Saharan Seema Singh, Nagar Pankaj, Creasy Kate Townsend, Stock Eveline O, Feng James, Malloy Mary J, Kane John P
Department of Clinical Pharmacy, University of California, San Francisco, USA, UCSF Kane Lab, San Francisco, USA, UC Berkeley Extension, Berkeley, USA.
Department of Statistics, University of Rajasthan, Jaipur, India.
Proc (Int Conf Comput Sci Comput Intell). 2023 Dec;2023:652-660. doi: 10.1109/csci62032.2023.00114. Epub 2024 Jul 19.

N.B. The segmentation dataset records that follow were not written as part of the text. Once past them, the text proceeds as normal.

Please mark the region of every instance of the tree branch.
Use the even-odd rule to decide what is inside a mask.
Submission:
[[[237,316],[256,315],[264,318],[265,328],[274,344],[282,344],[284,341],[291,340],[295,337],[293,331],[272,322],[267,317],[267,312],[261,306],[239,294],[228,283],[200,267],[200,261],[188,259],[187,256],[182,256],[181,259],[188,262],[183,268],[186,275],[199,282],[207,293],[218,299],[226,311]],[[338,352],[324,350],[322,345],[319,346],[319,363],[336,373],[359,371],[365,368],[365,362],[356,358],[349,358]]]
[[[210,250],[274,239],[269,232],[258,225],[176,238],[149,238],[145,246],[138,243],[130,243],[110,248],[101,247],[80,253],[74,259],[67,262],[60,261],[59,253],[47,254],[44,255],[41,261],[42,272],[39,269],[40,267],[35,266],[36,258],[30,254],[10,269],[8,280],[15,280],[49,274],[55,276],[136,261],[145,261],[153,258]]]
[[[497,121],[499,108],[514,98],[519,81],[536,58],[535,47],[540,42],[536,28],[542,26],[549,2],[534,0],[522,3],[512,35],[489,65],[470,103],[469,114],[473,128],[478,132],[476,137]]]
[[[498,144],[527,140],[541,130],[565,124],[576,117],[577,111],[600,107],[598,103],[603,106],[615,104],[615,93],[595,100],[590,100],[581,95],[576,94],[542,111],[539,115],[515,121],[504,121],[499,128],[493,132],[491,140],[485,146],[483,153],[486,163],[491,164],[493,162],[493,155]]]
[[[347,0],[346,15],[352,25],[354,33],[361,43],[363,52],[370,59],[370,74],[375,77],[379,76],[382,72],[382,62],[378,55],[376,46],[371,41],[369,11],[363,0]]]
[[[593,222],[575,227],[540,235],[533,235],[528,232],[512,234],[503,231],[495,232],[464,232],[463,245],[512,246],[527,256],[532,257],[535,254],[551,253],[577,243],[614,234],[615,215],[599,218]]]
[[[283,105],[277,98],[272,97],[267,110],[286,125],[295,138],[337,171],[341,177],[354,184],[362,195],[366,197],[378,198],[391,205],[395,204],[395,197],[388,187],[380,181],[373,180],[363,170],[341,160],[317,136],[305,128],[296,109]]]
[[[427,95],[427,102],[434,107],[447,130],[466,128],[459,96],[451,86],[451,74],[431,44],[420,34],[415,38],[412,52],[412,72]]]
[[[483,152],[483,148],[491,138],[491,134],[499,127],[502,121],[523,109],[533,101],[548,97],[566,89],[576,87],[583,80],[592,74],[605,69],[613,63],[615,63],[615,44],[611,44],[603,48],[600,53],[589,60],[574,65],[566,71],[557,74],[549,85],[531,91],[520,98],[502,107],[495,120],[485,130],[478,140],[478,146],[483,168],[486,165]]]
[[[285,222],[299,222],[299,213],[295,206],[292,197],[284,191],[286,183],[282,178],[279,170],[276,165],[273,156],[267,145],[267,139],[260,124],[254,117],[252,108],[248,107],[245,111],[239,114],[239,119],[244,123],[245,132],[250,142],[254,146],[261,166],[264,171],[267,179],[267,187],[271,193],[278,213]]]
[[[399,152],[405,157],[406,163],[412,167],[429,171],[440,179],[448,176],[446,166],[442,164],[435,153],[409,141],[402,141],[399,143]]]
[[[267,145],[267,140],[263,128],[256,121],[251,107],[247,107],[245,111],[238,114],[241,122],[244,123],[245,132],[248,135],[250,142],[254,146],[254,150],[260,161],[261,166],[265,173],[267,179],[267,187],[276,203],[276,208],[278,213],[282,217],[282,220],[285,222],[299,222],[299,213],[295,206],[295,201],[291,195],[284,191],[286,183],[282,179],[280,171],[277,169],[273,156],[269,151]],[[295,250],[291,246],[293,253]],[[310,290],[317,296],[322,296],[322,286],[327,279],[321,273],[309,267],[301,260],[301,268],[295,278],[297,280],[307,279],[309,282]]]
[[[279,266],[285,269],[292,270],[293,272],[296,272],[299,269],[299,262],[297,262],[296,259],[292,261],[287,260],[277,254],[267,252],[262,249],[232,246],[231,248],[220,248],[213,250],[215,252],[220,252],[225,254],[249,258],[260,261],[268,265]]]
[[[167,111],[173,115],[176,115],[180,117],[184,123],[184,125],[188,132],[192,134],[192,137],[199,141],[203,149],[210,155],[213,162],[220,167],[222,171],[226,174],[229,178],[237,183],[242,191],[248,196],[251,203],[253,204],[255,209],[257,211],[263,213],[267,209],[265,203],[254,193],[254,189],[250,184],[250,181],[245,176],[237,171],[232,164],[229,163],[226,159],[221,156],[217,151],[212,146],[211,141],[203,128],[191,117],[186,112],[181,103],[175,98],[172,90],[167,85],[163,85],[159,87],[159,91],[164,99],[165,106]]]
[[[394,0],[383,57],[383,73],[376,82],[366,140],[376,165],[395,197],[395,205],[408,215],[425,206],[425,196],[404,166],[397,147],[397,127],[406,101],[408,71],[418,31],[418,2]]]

Coronary artery disease (CAD) is a leading cause of mortality in the world. It is important to be able to proactively assess the risk of the disease, using novel biomarkers like cytokines that are indicators of inflammation in addition to traditional predictors of risk. Atherosclerosis, the primary cause of CAD, is an inflammatory disease involving cytokines. Identifying which cytokines are specifically altered can advance diagnosis and personalized treatment. Emerging research demonstrates that cytokines are transported on high density lipoproteins (HDL). Therefore, it is important to explore the roles of HDL-associated cytokines in vascular inflammation. Machine Learning (ML) algorithms are enhancing pioneering research from the standpoint of precision medicine. This technology can materially enable the translation of scientific research to clinical practice. In this study we implemented logistic regression and the derived regularized techniques using age and multidimensional cytokine biomarkers with the objective of identification of individuals "At Risk" for CAD. These techniques were further empowered by k-fold cross validation and hyper parameter tuning. Of the numerous algorithms investigated, the three most prominent ones, assessed based on area under receiver operating characteristic (AUROC) score are as follows: logistic regression, least absolute shrinkage, and selection operator (LASSO) regression with feature selection and ridge regression with feature selection. Logistic regression demonstrated an AUROC score of .85 with a 95% Confidence Interval CI (.804, .897), LASSO regression achieved a better AUROC score of .875 with a 95% CI (.832, .917) and finally ridge regression with feature selection exhibited the highest AUROC score of .878 with a 95% CI (.837, .92). The 2-sample independent t test proved that the three techniques were statistically significantly different from each other. With regard to the best classification demonstrated by ridge regression with feature selection, the most prominent biomarkers identified for the best classification achieved by ridge regression by feature selection, in the order of importance are as follows: Age, IL-7, RANTES, IFN-gamma, IL-3, GM-CSF, IL-15, IP-10, GCSF, IL-12. The identification and quantification of cytokines transported by HDL provide novel mechanistic insights that can inform the assessment of risk and therapeutic intervention in CAD.
冠状动脉疾病(CAD)是全球主要的死亡原因之一。除了传统的风险预测指标外,能够使用细胞因子等新型生物标志物来主动评估疾病风险非常重要,这些细胞因子是炎症的指标。动脉粥样硬化是CAD的主要病因,是一种涉及细胞因子的炎症性疾病。确定哪些细胞因子发生了特异性改变可以推动诊断和个性化治疗。新兴研究表明,细胞因子通过高密度脂蛋白(HDL)运输。因此,探索HDL相关细胞因子在血管炎症中的作用很重要。机器学习(ML)算法从精准医学的角度加强了开创性研究。这项技术能够切实推动科学研究向临床实践的转化。在本研究中,我们使用年龄和多维细胞因子生物标志物实施了逻辑回归和派生的正则化技术,目的是识别CAD的“高危”个体。这些技术通过k折交叉验证和超参数调整得到了进一步强化。在研究的众多算法中,根据受试者操作特征曲线下面积(AUROC)得分评估,最突出的三种算法如下:逻辑回归、最小绝对收缩和选择算子(LASSO)回归以及带有特征选择的岭回归。逻辑回归的AUROC得分为0.85,95%置信区间CI为(0.804,0.897),LASSO回归的AUROC得分更高,为0.875,95%CI为(0.832,0.917),最后,带有特征选择的岭回归表现出最高的AUROC得分0.878,95%CI为(0.837,0.92)。双样本独立t检验证明这三种技术在统计学上彼此有显著差异。关于带有特征选择的岭回归所展示的最佳分类,通过带有特征选择的岭回归实现最佳分类所识别出的最突出生物标志物,按重要性排序如下:年龄、白细胞介素-7、调节激活正常T细胞表达和分泌的趋化因子(RANTES)、γ干扰素、白细胞介素-3、粒细胞-巨噬细胞集落刺激因子(GM-CSF)、白细胞介素-15、干扰素诱导蛋白10(IP-10)、粒细胞集落刺激因子(GCSF)、白细胞介素-12。对HDL运输的细胞因子进行识别和定量提供了新的机制见解,可为CAD的风险评估和治疗干预提供参考。